Before installing skills in Cursor, ensure your development environment meets these requirements:

  • Cursor installed and configured on your development machine
  • Node.js version 16.0+ with npm package manager (verify with node --version)
  • Active project directory or workspace where you want to add sf-docs
2

Execute installation command

Execute the skills CLI command in your project's root directory to begin installation:

$npx skills add https://github.com/jaganpro/sf-skills --skill sf-docs

The skills CLI fetches sf-docs from GitHub repository jaganpro/sf-skills and configures it for Cursor.

3

Select Cursor when prompted

The CLI will show a list of available agents. Use arrow keys to navigate and space to select Cursor:

◆ Which agents do you want to install to?
│ ── Universal (.agents/skills) ── always included ────
│ • Amp
│ • Antigravity
│ • Cline
│ • Codex
│ ●Cursor(selected)
│ • Cursor
│ • Windsurf
4

Verify installation

Confirm successful installation by checking the skill directory location:

.cursor/skills/sf-docs

Reload or restart Cursor to activate sf-docs. Access the skill through slash commands (e.g., /sf-docs) or your agent's skill management interface.

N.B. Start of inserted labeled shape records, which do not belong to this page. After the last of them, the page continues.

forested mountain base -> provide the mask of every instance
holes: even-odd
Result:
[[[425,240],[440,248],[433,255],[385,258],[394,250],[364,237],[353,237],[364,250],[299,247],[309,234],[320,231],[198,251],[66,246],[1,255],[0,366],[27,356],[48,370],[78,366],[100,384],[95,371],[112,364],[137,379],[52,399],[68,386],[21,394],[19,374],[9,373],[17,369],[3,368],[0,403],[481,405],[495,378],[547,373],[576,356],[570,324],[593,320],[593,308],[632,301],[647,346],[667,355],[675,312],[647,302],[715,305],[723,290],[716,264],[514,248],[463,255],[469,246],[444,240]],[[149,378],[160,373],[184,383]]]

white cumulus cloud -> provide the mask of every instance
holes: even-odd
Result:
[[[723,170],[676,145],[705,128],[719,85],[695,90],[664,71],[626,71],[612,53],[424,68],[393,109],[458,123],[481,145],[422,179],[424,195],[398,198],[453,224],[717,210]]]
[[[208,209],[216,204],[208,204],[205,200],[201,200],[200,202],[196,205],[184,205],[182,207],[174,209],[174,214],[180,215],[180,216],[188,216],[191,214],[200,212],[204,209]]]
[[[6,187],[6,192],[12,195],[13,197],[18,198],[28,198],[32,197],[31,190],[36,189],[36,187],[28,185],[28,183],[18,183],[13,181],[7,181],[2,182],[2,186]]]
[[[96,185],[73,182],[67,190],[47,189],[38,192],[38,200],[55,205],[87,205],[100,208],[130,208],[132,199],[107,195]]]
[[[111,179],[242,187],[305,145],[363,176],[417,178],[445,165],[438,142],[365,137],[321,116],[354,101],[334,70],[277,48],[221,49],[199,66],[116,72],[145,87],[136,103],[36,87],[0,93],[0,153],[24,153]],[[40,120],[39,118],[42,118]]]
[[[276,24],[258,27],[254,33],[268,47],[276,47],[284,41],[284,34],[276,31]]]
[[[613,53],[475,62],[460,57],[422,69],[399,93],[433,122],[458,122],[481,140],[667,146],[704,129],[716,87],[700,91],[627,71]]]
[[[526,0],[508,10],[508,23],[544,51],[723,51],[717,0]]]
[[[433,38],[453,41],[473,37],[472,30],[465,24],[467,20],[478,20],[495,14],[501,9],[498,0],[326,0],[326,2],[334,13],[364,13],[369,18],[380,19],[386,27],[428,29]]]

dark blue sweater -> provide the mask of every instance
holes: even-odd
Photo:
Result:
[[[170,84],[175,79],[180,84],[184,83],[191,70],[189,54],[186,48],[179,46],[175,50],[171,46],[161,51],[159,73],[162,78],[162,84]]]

Security & Verification Notice

We perform automated surface-level scans (Gen AI Scanner, Socket, Snyk) during installation. These checks detect common vulnerabilities but do not guarantee complete security. Always review skill source code and verify the publisher's reputation before production use.

Skills execute code in your development environment. Always verify the publisher's identity, review recent commits, and test in isolated environments before production deployment.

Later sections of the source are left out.